When the boat reached the castle, it descended into the moat, to prove that it could sail on water too. Then it rose again and stopped a few yards from Lark, the king, and Golly, who were standing near the castle drawbridge. Ethelinda, disguised as a nobleman, threw a ladder over the side. Robin and the nobleman climbed down and bowed. The goose remained on deck, strutting up and down and honking.

Lark curtsied and said, “Your Highness.”

King Harrumphrey scowled. The lad looked better, but a baker's son in prince's clothing was still a baker's son.

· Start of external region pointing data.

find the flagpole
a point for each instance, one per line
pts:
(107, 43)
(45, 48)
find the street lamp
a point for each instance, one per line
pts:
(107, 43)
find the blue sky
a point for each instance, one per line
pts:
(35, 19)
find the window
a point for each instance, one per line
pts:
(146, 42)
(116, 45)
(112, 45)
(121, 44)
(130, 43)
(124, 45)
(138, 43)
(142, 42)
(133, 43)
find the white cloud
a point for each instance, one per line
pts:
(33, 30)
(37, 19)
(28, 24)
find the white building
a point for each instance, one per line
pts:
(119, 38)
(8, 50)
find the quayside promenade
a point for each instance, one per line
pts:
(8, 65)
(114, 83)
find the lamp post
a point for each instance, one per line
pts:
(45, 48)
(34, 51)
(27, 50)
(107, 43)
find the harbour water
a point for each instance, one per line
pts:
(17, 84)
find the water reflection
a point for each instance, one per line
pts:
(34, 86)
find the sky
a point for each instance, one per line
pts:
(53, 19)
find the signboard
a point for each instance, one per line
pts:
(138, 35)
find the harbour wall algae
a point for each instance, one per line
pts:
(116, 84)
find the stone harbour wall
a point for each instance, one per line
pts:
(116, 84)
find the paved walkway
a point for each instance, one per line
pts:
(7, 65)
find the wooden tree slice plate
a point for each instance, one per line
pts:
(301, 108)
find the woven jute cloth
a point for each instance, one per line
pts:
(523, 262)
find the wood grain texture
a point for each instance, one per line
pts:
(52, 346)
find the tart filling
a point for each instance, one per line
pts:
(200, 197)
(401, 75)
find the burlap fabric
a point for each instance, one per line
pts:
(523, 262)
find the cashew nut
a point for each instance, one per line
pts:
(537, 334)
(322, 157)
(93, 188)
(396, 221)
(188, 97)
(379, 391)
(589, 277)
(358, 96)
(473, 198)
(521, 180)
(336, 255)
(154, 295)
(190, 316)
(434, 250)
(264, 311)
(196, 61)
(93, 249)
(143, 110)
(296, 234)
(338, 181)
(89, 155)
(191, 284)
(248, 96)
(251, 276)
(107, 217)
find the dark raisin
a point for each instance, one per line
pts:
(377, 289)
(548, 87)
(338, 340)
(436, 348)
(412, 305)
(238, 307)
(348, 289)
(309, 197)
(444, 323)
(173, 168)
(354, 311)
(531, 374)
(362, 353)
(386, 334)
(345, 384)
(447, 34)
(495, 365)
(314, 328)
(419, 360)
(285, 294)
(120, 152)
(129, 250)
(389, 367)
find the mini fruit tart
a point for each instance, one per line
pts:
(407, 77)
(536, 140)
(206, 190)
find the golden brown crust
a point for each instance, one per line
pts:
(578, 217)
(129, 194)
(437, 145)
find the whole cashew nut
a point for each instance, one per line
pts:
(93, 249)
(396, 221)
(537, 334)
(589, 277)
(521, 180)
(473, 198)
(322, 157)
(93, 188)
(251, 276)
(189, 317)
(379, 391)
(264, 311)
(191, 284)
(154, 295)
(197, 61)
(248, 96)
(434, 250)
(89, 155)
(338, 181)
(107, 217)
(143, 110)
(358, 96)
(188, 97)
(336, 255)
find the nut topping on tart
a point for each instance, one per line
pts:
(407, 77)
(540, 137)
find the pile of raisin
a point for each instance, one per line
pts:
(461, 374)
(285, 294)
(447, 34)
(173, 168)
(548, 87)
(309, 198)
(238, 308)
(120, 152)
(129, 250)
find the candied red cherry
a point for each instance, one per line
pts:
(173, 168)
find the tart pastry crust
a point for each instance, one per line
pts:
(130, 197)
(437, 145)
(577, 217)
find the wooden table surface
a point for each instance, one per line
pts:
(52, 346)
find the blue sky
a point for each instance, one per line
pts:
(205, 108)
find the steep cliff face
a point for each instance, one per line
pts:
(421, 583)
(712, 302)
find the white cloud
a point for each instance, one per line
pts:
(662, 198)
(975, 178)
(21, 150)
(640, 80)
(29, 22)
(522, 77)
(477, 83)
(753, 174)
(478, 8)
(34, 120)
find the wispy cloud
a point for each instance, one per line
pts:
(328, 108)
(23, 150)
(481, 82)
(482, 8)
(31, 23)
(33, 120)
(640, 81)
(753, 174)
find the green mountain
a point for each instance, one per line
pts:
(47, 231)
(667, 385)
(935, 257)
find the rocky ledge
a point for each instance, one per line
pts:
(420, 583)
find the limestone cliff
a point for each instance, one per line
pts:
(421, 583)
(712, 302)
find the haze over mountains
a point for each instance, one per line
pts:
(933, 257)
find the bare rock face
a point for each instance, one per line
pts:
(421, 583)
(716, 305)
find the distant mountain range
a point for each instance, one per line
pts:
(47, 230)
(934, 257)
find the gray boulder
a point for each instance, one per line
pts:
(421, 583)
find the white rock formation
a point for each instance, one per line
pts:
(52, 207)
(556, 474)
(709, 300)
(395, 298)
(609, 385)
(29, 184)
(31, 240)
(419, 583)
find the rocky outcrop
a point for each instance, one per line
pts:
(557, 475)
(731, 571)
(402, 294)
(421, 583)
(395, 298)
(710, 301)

Golly gasped. Robin had passed every test. He was going to marry the princess! How dared he? She screamed, “Dearie, I wouldn't marry you if you were the stupidest lad in Biddle. You led me—”

“Be silent,” Robin said. “I command it.”

Golly was so surprised, she fell silent.

He sounds princely, King Harrumphrey thought, but still . . .

Ethelinda said, “I am the Duke of Halibutia and the envoy of the King of the Briny Isles. He sent me here to find an heir worthy to rule after his death, and I have found him. Prince Robin has more natural royalty than anyone I've ever encountered.”

“Sire,” Robin said, “I have passed your tests. Give me your daughter's hand in marriage.”

“Do, Father. Please.”

Robin continued. “Then we shall depart for my kingdom, which is seven years' sailing from here.” He held his breath, hoping.